This algorithm will only ever visit the nodes that are directly affected by a removal or addition of an edge, and as such (apart from the extra storage needed at each node) should be close to optimal.
Is this your homework?
The simplest solution is to do a DFS (http://en.wikipedia.org/wiki/Depth-first_search) or a BFS (http://en.wikipedia.org/wiki/Breadth-first_search) on the original graph starting from the source nodes. This will get you all the original lit nodes.
Now remove the edge in question. Do again the DFS. You can the nodes which still remain lit.
Output the nodes that appear in the first set but not the second.
This is an asymptotically optimal algorithm, since you do two DFSs (or BFSs) which take O(n + m) times and space (where n = number of nodes, m = number of edges), which dominate the complexity. You need at least o(n + m) time and space to read the input, therefore the algorithm is optimal.
Now if you want to remove several edges, that would be interesting. In this case, we would be talking about dynamic data structures. Is this what you intended?
EDIT: Taking into account the comments:
not connected is not a problem, since nodes in unreachable connected components will not be reached during the search
there is a smart way to do the DFS or BFS from all nodes at once (I will describe BFS). You just have to put them all at the beginning on the stack/queue.
Pseudo code for a BFS which searches for all nodes reachable from any of the starting nodes:
Queue q = [all starting nodes]
while (q not empty)
{
x = q.pop()
forall (y neighbour of x) {
if (y was not visited) {
visited[y] = true
q.push(y)
}
}
}
Replace Queue with a Stack and you get a sort of DFS.
How big and how connected are the graphs? You could store all paths from the source nodes to all other nodes and look for nodes where all paths to that node contain one of the remove edges.

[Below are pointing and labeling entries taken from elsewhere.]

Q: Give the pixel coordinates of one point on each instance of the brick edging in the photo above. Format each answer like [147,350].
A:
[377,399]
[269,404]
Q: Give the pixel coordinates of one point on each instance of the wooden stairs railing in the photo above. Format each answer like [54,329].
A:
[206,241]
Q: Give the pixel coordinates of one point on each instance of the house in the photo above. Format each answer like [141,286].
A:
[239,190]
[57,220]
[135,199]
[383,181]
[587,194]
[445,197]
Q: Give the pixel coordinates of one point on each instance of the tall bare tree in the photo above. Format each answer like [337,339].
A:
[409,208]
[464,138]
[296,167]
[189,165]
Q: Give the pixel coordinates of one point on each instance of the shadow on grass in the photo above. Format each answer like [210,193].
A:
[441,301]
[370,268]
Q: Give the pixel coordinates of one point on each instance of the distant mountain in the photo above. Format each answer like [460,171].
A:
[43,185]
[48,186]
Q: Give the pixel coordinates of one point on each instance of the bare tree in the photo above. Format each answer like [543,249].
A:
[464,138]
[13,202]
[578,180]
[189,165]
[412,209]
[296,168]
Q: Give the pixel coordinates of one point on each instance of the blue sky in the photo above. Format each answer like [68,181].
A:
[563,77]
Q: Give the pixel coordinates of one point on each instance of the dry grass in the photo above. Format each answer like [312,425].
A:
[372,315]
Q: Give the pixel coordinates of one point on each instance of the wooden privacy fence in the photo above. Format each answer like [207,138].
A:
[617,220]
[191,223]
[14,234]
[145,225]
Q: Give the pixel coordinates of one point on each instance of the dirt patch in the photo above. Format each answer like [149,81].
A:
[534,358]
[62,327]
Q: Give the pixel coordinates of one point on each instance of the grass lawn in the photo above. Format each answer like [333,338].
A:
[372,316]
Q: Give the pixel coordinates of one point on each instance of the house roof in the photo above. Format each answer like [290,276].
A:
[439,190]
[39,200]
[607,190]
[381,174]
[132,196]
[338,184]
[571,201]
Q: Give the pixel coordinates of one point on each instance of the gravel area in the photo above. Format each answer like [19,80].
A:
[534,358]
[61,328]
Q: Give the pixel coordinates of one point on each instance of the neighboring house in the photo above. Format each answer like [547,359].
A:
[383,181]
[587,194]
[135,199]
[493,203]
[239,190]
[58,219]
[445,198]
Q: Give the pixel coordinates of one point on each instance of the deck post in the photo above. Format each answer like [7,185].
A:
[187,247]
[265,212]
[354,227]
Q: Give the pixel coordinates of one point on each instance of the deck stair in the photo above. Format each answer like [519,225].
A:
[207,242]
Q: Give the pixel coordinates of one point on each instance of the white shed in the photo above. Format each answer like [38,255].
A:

EDIT: Extend this description a bit
Do a DFS from each source node. Keep track of all paths generated to each node (as edges, not vertices, so then we only need to know the edges involved, not their order, and so we can use a bitmap). Keep a count for each node of the number of paths from source to node.
Now iterate over the paths. Remove any path that contains the removed edge(s) and decrement the counter for that node. If a node counter is decremented to zero, it was lit and now isn't.
I would keep the information of connected source nodes on the edges while building the graph.(such as if edge has connectivity to the sources S1 and S2, its source list contains S1 and S2 ) And create the Nodes with the information of input edges and output edges. When an edge is removed, update the output edges of the target node of that edge by considering the input edges of the node. And traverse thru all the target nodes of the updated edges by using DFS or BFS. (In case of a cycle graph, consider marking). While updating the graph, it is also possible to find nodes without any edge that has source connection (lit->unlit nodes). However, it might not be a good solution, if you'd like to remove multiple edges at the same time since that may cause to traverse over same edges again and again.